So we had a few options: Take out the six worst teeth and see what transpired with the rest (estimated cost $800 now, much more as the rest of the teeth cracked or fell out.) Take out all his teeth now (didn't even bother to get this estimate.) Accept the situation for what it was, pretty much hopeless both financially and in terms of quality of life for Ted, and do what was the hardest: let him go. Even the vet agreed it didn't make sense to do nothing and surrender him to a shelter as they'd just put him down immediately anyway since no one would adopt him in his condition.

It was probably the most heart-wrenching decision we've had to make. Knowing that Connor had been initally estimated to be in much worse shape than Ted, letting Ted go meant we'd have to let Connor go as well. We didn't have a lot of time to make our decision - Ted was already under and they couldn't have more than one cat out at a time. So we had to do what we hope was best for the cats.

They put Connor under pretty much just to confirm what they had previously suspected and it was apparently about seven times as bad as Ted's had been. And his real age was more like fifteen. So that outcome kind of wrote itself.

Of course all of this was going on while I was at work. Adam called me, conferenced in the vet tech. I had to go out to my car for awhile to talk things through with Adam. While Adam called the vet back to tell them our choice about Ted I went and told my boss what was going on and that I needed to leave for the day.

We didn't go to see them. By the time I got home they were probably both gone anyway. And I didn't want to see them like that, really. We got Adam's dad to pick up our carriers and the blankets we'd left with them overnight. Neither of us could imagine going back to the vet's office yet.

It's been rough. I miss them. They might have been categorized as "feral" by the vet, but they were our cats and very much ingrained into our daily lives. I miss Ted hanging out with me in the bathroom. I miss Connor walking in front of my face while I'm trying to type on the computer. I miss Ted being my neckwarmer/pillow while I watch Molto Mario while eating breakfast. I miss seeing Connor conked out on the mouse pillow.

We were also worried about JC. He'd never been in the house without these other two around. The first night they were gone he seemed to mope a little. We jumped the gun a little and actually brought a kitten home on Thursday but neither JC nor Carly were having any of that so it went back the next morning. We felt bad about that - it was an awesome kitten, but it wasn't right for our existing cats. JC seems to be dealing with it pretty well. We're wondering if maybe we overestimated how close he really was to Ted and Connor. I know those two were best buddies, and maybe JC was just on the periphery of that. He's eating, sleeping in the bed with us, playing. So unless he starts to get bored or looks like he wants another cat around, we're going to stay with just the two.
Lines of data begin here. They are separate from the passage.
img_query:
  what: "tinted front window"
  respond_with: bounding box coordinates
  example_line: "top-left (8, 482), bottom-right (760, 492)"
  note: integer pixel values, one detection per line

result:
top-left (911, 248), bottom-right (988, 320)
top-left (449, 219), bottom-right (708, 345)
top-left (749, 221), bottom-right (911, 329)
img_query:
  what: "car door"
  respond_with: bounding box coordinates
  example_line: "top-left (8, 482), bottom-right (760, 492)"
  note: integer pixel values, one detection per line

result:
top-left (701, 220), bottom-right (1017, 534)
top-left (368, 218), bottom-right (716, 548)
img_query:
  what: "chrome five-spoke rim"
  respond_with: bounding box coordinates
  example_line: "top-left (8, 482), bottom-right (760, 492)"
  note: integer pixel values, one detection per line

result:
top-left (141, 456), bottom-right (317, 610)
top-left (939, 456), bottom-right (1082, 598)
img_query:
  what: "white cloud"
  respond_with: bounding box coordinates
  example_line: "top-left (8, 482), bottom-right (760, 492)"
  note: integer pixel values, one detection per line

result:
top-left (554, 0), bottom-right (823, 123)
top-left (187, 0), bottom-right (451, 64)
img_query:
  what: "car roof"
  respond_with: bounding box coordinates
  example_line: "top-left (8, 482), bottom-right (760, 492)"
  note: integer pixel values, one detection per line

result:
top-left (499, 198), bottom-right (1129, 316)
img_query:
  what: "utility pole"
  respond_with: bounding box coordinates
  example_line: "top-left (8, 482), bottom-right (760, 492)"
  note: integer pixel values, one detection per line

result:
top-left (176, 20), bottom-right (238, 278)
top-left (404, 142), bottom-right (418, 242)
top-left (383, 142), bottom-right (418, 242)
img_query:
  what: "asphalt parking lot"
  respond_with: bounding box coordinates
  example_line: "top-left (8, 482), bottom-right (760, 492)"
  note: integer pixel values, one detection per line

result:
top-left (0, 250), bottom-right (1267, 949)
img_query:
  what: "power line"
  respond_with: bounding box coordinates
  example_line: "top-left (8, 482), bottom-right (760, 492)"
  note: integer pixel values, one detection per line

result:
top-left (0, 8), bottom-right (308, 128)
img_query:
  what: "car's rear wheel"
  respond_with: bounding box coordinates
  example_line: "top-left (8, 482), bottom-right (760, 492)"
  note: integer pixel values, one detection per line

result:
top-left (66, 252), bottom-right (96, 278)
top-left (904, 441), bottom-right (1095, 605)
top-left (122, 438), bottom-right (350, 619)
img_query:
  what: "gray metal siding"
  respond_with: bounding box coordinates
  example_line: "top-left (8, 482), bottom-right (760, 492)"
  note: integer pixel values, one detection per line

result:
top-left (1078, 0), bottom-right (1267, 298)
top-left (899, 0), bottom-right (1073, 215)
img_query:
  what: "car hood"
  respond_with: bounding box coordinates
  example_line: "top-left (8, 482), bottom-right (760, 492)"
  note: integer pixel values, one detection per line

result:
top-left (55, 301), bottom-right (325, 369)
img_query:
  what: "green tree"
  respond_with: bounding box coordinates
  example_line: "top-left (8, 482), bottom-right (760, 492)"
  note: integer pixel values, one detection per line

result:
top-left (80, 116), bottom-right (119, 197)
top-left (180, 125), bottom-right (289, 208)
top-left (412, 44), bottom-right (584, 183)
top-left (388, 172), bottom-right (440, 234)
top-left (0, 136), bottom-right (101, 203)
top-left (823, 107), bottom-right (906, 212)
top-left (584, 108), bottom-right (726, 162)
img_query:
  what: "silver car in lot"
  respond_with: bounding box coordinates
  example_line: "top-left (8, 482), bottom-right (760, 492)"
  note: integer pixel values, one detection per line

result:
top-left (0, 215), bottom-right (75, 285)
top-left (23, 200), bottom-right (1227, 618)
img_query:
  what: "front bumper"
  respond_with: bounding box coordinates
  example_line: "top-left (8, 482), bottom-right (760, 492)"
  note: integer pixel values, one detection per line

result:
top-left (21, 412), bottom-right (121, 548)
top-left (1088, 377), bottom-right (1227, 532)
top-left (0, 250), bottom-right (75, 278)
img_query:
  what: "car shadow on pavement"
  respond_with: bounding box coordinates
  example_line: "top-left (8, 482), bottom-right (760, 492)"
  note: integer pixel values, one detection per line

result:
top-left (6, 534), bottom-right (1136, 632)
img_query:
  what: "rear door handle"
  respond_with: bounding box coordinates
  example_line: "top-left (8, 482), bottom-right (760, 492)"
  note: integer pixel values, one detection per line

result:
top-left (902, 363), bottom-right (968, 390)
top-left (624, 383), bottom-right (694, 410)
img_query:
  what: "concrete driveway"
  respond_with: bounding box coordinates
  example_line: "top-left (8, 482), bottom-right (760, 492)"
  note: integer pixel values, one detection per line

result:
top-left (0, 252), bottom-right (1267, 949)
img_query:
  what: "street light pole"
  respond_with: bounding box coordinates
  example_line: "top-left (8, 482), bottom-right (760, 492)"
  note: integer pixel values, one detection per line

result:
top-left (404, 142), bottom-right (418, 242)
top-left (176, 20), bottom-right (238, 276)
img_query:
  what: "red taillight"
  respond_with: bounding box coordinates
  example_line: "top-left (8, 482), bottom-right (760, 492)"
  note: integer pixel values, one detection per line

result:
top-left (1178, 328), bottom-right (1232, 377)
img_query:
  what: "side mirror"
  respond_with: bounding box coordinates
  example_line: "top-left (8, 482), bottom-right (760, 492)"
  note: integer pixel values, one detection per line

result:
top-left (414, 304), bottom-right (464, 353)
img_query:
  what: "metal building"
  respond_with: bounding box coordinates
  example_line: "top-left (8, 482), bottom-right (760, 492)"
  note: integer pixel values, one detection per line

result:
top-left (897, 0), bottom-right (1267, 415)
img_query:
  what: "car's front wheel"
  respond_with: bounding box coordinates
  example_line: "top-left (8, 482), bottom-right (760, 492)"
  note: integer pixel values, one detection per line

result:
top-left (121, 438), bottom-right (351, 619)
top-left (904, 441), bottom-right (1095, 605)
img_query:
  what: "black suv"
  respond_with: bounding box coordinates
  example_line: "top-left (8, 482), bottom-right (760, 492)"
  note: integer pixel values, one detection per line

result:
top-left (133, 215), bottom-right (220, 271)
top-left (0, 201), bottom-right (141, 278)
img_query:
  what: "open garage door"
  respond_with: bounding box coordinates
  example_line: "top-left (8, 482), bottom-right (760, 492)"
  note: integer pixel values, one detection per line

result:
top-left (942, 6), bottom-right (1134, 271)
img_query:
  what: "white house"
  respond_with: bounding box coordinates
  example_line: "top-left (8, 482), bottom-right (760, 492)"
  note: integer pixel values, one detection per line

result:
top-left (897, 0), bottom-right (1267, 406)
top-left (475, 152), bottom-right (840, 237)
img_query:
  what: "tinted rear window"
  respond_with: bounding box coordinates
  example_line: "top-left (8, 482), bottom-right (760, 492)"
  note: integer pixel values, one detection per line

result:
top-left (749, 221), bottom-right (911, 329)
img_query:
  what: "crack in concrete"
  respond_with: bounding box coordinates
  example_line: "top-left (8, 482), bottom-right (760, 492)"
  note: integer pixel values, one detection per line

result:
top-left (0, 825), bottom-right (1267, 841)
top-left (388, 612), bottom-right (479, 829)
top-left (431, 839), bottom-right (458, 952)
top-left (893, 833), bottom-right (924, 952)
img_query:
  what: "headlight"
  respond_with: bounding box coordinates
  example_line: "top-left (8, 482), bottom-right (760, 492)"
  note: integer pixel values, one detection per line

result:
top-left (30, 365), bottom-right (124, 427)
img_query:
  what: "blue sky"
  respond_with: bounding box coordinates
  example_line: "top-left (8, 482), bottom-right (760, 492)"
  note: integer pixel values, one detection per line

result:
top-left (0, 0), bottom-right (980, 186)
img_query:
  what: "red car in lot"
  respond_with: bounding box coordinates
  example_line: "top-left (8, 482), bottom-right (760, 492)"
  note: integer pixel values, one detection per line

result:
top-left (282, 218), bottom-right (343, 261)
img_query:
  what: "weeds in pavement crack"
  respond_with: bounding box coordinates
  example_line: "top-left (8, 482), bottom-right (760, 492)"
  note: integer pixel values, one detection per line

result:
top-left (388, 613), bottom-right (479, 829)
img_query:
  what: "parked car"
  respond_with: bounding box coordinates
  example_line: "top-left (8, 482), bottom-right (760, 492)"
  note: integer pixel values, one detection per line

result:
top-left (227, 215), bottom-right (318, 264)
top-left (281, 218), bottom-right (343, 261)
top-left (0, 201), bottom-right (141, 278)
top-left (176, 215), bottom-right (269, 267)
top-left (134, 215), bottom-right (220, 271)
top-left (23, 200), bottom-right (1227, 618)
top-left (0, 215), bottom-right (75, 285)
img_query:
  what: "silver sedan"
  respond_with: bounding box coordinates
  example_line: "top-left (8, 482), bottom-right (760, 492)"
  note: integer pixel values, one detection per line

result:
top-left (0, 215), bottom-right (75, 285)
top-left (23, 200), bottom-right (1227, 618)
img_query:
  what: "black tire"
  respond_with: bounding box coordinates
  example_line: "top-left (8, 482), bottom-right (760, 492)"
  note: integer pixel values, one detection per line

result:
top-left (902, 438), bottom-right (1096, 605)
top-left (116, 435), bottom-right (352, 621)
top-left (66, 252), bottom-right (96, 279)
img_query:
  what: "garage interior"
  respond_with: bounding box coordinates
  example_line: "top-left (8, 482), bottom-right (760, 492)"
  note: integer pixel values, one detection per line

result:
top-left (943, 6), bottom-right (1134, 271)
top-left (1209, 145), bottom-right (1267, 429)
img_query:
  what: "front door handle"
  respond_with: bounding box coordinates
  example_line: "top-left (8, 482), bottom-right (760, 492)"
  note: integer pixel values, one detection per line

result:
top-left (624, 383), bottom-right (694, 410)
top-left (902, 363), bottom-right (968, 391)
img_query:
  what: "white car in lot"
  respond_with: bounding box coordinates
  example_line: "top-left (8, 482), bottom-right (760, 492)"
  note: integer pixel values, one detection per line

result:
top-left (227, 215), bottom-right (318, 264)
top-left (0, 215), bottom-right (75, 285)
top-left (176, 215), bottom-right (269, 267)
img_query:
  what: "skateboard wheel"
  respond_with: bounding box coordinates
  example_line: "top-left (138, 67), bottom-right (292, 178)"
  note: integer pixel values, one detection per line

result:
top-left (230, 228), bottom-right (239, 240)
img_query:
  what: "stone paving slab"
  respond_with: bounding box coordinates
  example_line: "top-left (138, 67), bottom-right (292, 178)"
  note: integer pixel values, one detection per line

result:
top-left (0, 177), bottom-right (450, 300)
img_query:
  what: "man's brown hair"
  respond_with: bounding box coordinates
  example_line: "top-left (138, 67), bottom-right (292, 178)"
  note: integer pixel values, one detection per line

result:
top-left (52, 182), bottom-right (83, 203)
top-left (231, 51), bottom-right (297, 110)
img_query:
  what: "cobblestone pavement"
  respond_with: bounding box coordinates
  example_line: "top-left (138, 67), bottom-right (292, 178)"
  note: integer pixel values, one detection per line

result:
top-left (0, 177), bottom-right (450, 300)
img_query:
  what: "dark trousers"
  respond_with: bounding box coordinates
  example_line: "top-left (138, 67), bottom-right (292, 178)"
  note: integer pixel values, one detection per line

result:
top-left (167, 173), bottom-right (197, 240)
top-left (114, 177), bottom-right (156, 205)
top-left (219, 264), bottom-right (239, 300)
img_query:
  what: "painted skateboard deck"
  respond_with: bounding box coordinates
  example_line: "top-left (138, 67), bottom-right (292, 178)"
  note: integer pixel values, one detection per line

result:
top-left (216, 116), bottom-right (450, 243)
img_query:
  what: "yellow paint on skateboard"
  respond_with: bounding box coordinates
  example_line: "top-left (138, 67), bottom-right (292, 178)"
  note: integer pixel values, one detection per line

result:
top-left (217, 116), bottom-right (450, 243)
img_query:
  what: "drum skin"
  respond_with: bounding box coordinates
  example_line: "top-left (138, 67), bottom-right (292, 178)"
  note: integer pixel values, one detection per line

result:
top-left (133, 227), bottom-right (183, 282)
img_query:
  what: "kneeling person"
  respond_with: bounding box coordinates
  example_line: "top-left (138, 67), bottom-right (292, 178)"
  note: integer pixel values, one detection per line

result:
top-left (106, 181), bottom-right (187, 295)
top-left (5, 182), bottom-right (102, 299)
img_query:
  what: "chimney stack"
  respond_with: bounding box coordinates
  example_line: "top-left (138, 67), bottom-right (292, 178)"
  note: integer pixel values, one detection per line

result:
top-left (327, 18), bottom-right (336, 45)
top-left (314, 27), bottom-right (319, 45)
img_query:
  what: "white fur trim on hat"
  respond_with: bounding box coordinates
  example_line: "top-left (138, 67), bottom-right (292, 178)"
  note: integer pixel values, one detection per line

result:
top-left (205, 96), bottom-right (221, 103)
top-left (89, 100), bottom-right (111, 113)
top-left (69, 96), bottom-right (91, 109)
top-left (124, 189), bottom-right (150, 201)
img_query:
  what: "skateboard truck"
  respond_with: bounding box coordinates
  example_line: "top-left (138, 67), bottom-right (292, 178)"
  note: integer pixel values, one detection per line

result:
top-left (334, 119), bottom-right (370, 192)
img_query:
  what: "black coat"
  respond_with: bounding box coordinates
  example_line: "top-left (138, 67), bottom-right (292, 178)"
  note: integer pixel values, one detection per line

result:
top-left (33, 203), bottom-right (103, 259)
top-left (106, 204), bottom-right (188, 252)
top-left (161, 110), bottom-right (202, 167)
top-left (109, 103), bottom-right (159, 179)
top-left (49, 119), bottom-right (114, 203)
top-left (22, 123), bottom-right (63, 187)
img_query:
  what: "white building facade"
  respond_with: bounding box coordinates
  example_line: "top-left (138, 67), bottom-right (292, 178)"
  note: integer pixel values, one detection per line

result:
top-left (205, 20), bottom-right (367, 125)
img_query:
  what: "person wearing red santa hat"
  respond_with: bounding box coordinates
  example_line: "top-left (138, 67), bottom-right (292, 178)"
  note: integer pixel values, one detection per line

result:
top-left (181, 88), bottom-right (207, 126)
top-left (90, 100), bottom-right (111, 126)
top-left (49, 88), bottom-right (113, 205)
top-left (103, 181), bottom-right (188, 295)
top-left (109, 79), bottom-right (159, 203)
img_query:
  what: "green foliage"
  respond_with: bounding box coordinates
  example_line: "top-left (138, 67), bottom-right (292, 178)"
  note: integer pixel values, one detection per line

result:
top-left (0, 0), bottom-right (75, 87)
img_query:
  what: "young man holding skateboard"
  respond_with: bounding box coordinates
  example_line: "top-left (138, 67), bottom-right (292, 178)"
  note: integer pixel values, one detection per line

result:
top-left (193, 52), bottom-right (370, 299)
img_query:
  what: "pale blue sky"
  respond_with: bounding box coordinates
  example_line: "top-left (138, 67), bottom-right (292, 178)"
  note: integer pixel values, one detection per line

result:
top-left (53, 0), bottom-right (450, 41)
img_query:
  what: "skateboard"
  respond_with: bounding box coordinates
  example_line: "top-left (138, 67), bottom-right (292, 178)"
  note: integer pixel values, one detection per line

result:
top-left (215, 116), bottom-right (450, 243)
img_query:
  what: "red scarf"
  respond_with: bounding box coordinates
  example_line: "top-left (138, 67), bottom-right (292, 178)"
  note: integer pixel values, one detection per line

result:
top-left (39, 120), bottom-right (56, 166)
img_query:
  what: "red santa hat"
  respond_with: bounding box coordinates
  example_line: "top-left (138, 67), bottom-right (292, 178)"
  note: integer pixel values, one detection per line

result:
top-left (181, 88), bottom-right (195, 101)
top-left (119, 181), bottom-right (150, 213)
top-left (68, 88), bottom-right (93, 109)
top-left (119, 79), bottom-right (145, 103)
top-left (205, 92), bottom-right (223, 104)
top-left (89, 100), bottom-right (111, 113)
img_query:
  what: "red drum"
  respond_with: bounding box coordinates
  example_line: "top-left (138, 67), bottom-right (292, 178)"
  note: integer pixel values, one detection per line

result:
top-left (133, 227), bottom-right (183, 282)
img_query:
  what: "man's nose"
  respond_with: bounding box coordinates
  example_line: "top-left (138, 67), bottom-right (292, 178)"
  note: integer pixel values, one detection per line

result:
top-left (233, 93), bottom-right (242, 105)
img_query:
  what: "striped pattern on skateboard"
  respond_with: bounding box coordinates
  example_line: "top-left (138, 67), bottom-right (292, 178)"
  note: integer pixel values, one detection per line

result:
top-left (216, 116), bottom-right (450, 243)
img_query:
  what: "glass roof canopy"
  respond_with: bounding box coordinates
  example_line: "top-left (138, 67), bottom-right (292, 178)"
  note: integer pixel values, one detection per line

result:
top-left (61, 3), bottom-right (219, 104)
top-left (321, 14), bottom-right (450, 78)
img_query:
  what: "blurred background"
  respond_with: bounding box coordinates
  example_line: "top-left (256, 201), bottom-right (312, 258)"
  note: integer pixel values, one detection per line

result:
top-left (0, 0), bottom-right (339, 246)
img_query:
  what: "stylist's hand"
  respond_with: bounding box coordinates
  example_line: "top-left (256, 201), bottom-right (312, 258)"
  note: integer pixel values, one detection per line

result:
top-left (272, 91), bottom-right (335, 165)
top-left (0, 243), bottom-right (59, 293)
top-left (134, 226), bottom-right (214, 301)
These things keep circling in my brain:

1) Is this whole thing our fault because we didn't take them to the vet regularly? If we had gone before now could we have prevented this? This is what's really killing me... the guilt of not knowing if all this was present before we even got them.

2) I hope we made our decision for the right reasons. I'd hate to think we did this because of the money. We had no idea things were so bad - we didn't know they were in pain, though they almost certainly were. I take some comfort in the fact that the vet said she would have done the same thing if they were her cats.

3) I'm so mad at myself for not saying a proper goodbye to either of them at the vet's office. When we left them there overnight I stayed out in the lobby with JC while Adam the the vet tech took the other two back to the kennel area. It really never occured to me that I'd never see them again. They were taken there to get rabies shots for goodness sake!

4) I hope Ted and Connor were happy for the four years they were with us. Who knows what kind of life they lead before they came to us. All I can wish is that they felt loved and safe while in our house.

5) I'm kind of glad that if it had to be one, it had to be both. I don't think they'd have wanted to be apart. They were such good cuddle buddies.